Now lets finish evaluating the numerical variables.
#Plot 10
#Make chart to view the distribution, regression and pearsons correlation between numerical categories
chart.Correlation(df[,c(3:5,8,9)], histogram=TRUE, pch=19)
We can see a number of important things from figure 10.
The pearsons correlation co-efficient of age and hours watched is -0.57, indicating a moderate to strong negative relationship, as we previously mentioned.
The pearsons correlation co-efficient of date and hours watched is only 0.085, indicating there is almost no relationship.
Hours watched is virtually a perfect normal distribution
We’ve already touched on hours watched by social metric
We’ve already touched on the distribution of participants ages
Date number (the date) is virtually perfectly evenly distributed, lets just quickly confirm that:
table(df$DateNumber)
##
## 1 2 3 4 5 6 7 8 9 10 11 12 13 14 15 16 17 18 19 20 21 22 23 24 25 26
## 32 32 32 33 32 32 32 33 32 32 32 33 32 32 32 33 32 32 32 33 32 32 32 33 32 32
## 27 28 29 30 31
## 32 33 32 32 33
# Plot Heatmap
numCat.Vars = 5 # How many categorical variables in the dataset
idxs = c(1,2,4,6,7)
colnames(df)[idxs]
## [1] "date" "gender" "social_metric" "demographic"
## [5] "group"
Mtx = matrix(0, nrow = numCat.Vars, ncol= numCat.Vars)

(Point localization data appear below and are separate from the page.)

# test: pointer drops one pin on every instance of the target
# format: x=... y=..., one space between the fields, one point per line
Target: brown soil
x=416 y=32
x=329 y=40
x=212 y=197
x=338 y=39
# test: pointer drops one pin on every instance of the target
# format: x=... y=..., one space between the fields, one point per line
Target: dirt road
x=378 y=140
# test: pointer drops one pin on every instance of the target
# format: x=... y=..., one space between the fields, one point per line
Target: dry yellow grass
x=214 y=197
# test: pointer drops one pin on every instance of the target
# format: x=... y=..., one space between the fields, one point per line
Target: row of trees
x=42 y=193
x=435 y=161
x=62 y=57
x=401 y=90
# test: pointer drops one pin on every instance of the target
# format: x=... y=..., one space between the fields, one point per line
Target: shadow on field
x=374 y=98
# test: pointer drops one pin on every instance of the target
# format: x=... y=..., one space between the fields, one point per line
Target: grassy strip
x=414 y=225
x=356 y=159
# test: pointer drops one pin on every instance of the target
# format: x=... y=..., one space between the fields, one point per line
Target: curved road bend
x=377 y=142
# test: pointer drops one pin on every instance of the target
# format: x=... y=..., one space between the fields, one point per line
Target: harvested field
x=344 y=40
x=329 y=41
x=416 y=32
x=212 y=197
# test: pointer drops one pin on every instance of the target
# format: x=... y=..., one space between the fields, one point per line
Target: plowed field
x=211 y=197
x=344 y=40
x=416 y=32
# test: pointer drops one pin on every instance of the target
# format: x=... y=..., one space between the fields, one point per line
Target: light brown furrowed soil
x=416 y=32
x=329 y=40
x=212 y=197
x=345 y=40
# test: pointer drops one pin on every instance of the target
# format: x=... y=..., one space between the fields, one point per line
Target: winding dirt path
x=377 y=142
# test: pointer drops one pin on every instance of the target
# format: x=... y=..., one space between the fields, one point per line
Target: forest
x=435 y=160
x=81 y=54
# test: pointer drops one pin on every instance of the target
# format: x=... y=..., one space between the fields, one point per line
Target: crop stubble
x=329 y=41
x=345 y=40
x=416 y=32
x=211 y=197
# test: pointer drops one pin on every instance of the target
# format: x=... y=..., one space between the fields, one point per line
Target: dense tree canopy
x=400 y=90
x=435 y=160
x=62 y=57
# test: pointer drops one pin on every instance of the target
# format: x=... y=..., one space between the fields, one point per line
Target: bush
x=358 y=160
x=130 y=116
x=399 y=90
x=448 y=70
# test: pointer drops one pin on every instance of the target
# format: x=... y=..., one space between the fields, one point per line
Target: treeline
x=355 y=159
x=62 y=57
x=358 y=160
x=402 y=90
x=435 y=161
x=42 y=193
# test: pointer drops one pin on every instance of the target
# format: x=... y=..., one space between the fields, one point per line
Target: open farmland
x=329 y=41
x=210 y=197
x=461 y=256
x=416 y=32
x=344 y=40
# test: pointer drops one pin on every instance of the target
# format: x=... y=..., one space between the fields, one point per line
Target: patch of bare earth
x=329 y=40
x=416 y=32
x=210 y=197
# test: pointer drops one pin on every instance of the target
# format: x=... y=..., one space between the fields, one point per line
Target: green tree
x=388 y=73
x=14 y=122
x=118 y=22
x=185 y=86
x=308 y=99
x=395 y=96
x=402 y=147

colnames(Mtx) = colnames(df)[idxs]
rownames(Mtx) = colnames(df)[idxs]
# Create matrix of p values
# Dont worry about the warnings
for(i in 1:numCat.Vars){
x = df[,idxs[i]]
for(j in 1:numCat.Vars){
y = df[,idxs[j]]
# Perform Chi square stat and get the p-value
Mtx[i,j] = chisq.test( table( data.frame(x,y) ) )$p.value
}
}
#
#Heat map of Chi-square Test p-values, Figure 11
heatmap.2(Mtx, scale ="none", trace ="none",
col = brewer.pal(n=8, name="RdYlBu"), #Customize colours, add title, adjust cex for row and column
cexRow=0.75, cexCol = 0.75)
title(main = "Heatmap of Chi-square Test p-values",cex.main=0.95)

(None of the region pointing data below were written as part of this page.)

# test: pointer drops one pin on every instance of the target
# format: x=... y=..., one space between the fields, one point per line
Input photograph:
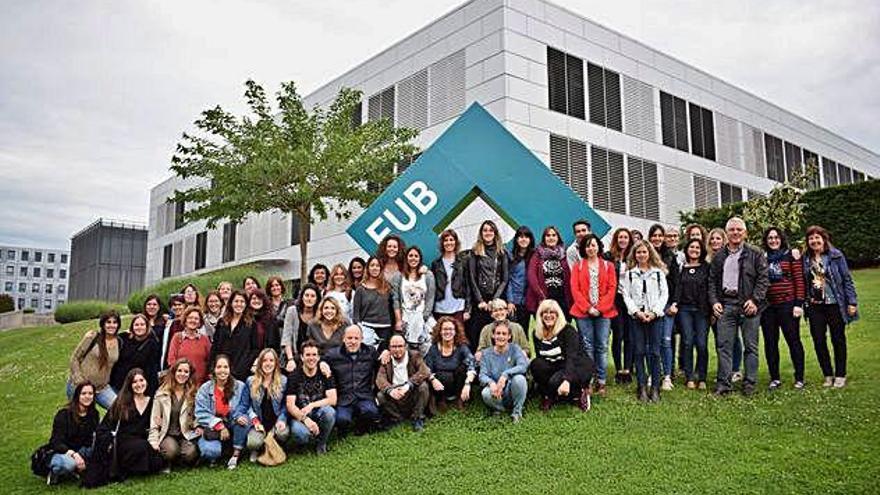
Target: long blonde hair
x=275 y=380
x=540 y=330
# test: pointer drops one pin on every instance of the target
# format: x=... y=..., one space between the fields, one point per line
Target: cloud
x=93 y=99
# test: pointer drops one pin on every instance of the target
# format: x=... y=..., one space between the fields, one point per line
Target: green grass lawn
x=815 y=441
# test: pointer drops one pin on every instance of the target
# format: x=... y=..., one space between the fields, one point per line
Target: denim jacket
x=205 y=408
x=251 y=406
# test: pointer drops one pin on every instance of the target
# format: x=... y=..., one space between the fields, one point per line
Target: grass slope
x=816 y=441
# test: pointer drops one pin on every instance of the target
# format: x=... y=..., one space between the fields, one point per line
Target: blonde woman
x=561 y=370
x=267 y=384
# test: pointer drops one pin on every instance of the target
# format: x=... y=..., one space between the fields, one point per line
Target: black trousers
x=825 y=317
x=775 y=318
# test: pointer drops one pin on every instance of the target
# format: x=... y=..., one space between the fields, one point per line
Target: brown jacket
x=416 y=369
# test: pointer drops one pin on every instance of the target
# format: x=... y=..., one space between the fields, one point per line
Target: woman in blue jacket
x=831 y=303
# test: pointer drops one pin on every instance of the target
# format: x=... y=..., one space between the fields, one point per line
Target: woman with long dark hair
x=831 y=303
x=93 y=359
x=518 y=283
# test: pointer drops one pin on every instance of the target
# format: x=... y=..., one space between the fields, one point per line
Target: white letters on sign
x=420 y=196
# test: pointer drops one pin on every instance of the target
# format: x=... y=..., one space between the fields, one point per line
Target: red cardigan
x=580 y=289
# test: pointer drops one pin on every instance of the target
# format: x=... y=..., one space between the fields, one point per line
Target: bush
x=205 y=282
x=6 y=303
x=85 y=310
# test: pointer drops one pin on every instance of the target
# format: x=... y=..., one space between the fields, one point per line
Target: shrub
x=85 y=310
x=205 y=282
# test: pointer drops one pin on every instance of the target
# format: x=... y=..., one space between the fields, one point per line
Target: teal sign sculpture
x=476 y=156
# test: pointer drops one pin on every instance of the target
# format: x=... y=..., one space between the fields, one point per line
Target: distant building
x=34 y=277
x=107 y=260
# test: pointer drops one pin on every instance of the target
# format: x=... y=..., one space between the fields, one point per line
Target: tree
x=305 y=163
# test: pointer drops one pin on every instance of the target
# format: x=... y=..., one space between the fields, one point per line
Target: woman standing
x=448 y=269
x=645 y=293
x=785 y=298
x=372 y=308
x=236 y=336
x=192 y=346
x=831 y=303
x=138 y=348
x=561 y=369
x=691 y=301
x=172 y=424
x=413 y=301
x=93 y=359
x=548 y=273
x=593 y=286
x=621 y=242
x=517 y=285
x=487 y=278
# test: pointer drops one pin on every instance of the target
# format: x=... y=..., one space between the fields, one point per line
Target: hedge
x=205 y=282
x=85 y=310
x=849 y=212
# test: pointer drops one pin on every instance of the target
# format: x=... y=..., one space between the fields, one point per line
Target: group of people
x=392 y=338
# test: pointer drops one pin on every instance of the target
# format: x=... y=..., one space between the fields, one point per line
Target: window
x=702 y=132
x=607 y=167
x=166 y=260
x=673 y=120
x=565 y=83
x=228 y=242
x=201 y=250
x=730 y=193
x=643 y=194
x=568 y=160
x=773 y=153
x=604 y=87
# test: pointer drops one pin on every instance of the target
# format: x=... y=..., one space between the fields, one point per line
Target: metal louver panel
x=638 y=101
x=412 y=101
x=447 y=94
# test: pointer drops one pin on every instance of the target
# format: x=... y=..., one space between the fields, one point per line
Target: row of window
x=24 y=255
x=36 y=272
x=35 y=287
x=609 y=179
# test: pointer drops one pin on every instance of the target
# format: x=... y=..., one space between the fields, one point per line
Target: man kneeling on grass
x=403 y=384
x=502 y=374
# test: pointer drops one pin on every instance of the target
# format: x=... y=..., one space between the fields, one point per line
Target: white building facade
x=636 y=133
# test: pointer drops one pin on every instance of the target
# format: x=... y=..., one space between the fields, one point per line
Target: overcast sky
x=95 y=94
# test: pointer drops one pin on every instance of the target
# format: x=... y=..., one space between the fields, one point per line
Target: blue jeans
x=324 y=416
x=62 y=464
x=646 y=345
x=594 y=336
x=104 y=397
x=513 y=397
x=694 y=333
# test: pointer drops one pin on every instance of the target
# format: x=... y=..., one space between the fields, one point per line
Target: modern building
x=107 y=260
x=636 y=133
x=35 y=278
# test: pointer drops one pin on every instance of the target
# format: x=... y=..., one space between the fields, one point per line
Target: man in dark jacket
x=403 y=384
x=354 y=366
x=738 y=283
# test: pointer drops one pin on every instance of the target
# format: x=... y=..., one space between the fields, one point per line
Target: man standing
x=502 y=374
x=738 y=282
x=354 y=366
x=310 y=400
x=580 y=228
x=403 y=384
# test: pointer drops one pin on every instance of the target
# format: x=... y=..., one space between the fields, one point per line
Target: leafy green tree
x=308 y=163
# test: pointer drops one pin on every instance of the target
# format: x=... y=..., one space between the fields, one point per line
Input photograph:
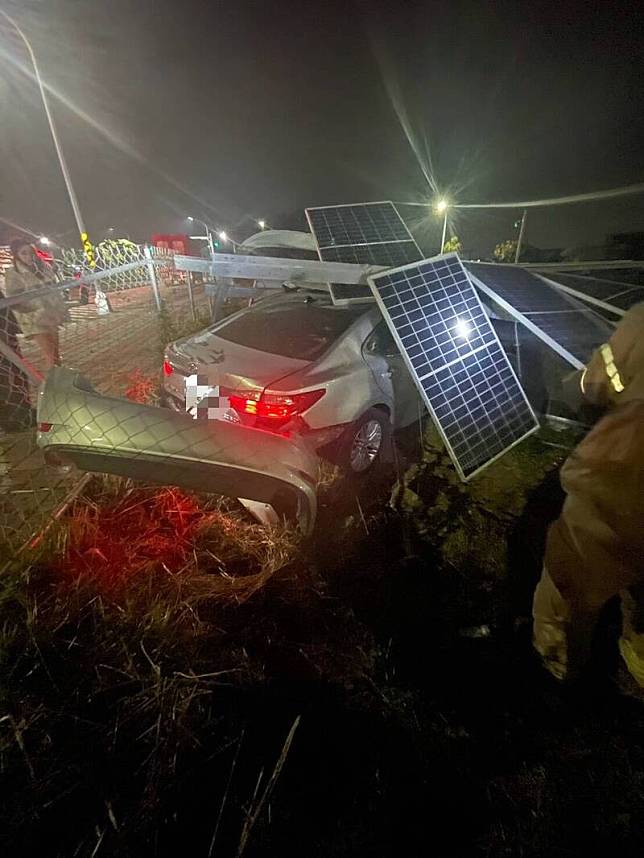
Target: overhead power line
x=624 y=191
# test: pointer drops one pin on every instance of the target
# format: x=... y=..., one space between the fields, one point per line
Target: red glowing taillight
x=274 y=408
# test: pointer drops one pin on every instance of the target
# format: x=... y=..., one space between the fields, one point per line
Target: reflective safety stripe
x=633 y=658
x=611 y=370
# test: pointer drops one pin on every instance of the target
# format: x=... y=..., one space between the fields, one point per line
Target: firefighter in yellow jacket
x=595 y=549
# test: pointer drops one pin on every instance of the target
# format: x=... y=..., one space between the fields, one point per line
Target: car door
x=381 y=353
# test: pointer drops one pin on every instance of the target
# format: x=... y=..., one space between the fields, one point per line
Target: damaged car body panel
x=106 y=434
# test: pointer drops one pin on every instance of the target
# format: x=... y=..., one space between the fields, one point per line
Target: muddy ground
x=396 y=647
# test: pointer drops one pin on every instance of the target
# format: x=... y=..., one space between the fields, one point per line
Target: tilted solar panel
x=362 y=233
x=562 y=322
x=456 y=360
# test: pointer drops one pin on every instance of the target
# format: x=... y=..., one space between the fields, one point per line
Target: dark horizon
x=238 y=113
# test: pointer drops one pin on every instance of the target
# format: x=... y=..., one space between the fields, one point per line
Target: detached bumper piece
x=116 y=436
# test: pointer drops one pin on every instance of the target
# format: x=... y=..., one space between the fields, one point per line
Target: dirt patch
x=149 y=719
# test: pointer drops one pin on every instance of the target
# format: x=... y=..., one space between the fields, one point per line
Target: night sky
x=240 y=110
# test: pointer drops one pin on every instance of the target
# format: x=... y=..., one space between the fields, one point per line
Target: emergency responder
x=42 y=316
x=595 y=549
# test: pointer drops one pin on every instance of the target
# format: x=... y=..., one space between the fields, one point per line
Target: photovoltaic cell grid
x=362 y=233
x=456 y=360
x=565 y=324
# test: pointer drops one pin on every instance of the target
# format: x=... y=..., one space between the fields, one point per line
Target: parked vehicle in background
x=295 y=363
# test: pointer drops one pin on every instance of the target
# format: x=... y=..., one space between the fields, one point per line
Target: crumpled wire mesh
x=119 y=322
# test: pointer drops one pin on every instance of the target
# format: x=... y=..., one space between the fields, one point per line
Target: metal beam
x=304 y=271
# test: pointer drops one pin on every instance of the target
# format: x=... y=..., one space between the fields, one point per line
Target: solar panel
x=562 y=322
x=362 y=233
x=615 y=297
x=455 y=359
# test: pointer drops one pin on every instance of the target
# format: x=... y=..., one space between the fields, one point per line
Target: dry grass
x=120 y=638
x=120 y=539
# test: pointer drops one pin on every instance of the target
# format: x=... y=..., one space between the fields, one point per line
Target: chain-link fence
x=111 y=323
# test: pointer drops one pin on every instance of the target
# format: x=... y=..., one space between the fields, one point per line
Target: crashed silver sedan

This heat map shows the results of the Chi-Square Test of Independence, which determines whether there is an association between categorical variables. The red squares in this heat map indicate there is a relationship between two categorical variables.

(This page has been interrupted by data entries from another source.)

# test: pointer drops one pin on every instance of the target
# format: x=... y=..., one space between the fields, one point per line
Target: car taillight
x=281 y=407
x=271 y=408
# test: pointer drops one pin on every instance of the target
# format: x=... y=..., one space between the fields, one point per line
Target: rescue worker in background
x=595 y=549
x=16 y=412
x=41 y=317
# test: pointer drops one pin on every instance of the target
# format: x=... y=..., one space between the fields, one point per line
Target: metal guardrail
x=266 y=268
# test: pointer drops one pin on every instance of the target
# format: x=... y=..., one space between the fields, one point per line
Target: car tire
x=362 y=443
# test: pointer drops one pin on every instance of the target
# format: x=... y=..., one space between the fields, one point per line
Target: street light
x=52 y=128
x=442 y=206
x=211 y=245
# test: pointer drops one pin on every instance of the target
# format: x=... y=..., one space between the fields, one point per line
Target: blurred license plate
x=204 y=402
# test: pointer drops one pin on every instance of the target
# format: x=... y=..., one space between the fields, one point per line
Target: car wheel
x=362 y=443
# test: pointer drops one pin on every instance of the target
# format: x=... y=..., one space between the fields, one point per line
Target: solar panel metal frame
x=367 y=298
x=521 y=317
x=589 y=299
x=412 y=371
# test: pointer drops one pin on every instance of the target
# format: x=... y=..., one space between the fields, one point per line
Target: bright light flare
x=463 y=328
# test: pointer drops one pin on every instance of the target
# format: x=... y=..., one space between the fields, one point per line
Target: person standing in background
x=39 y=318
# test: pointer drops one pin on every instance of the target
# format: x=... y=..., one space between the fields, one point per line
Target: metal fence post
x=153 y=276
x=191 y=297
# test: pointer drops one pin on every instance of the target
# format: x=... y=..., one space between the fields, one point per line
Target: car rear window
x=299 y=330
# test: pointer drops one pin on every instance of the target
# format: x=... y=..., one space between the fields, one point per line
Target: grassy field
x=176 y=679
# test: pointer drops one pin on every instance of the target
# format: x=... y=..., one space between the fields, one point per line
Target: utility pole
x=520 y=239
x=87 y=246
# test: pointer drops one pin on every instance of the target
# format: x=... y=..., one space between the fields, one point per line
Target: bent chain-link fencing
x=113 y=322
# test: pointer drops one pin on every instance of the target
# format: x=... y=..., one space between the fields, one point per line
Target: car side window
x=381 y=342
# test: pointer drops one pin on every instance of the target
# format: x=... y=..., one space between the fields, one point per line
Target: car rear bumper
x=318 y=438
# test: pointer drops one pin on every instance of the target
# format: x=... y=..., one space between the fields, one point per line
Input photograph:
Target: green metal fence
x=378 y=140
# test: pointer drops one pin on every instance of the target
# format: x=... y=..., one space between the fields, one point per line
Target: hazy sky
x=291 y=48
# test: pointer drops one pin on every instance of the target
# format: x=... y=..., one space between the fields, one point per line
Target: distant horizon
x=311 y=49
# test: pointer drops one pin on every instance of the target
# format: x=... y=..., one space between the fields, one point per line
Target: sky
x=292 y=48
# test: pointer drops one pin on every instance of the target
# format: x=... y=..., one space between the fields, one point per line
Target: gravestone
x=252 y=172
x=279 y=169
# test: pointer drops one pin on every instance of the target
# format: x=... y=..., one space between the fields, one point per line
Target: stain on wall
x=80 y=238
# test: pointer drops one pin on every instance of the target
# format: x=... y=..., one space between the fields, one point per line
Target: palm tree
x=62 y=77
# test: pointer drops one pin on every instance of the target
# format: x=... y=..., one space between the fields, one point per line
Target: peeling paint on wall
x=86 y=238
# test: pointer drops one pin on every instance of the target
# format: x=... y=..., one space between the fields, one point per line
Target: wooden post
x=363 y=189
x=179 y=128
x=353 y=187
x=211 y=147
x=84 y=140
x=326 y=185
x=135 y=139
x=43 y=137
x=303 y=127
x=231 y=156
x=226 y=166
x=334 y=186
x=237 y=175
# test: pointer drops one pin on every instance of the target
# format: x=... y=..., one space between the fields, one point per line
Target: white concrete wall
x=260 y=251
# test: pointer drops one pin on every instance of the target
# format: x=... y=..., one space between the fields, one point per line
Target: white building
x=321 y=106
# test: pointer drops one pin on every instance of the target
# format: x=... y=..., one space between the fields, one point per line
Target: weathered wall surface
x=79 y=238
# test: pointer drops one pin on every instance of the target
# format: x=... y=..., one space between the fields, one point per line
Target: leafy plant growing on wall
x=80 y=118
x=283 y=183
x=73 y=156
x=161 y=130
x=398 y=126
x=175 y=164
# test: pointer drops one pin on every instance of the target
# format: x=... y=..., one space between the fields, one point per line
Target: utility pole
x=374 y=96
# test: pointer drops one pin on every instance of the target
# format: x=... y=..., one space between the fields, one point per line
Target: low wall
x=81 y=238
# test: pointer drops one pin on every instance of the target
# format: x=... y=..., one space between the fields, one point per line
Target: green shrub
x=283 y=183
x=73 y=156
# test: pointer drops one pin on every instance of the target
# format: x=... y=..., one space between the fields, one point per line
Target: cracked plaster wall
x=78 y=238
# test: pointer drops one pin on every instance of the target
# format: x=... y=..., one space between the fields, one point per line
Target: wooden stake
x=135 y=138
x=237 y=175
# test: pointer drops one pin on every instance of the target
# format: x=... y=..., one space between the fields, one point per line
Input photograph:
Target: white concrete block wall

As alluded to earlier, there is a relationship between date and what group the participant was in (group A or group B)
Similarly there is a relationship between gender and date
There is a relationship between gender and demographic
There is no relationship between group and social metric
The size of the treatment group (group B) should be greater than the control group (group A)
Sample Bias 1: More than three quarters of the treatment group is male, meaning that group B is heavily biased towards observing how men respond to the new recommendation algorithm. And making identifying any major gender differences in response to the new recommendation algorithm difficult to detect due to the small number of females in group B
They did not stratify the groups participants for age (minor flaw)
Sample Bias 2: They did not start the intervention at the beginning of a month and consequently do not have a full months data for group B. They did not stratify the participants by date, despite having the even distribution for date to do this with.
There were not enough participants in Group B for the results of the A/B test to achieve statistical significance
Demographic is not split evenly and thus was not a block used to stratify people
Individual participants trends weren’t tracked
More data is needed before we can say the differences observed were more than chance
Social metric is fairly evenly split and was likely a block used to stratify subjects
Subject age was normally distributed in both Group A and Group B
Overall this A/B Test has a lot of issues both with design and with its results. Future A/B Tests should be completely re-designed following the recommendations that I have outlined in this project.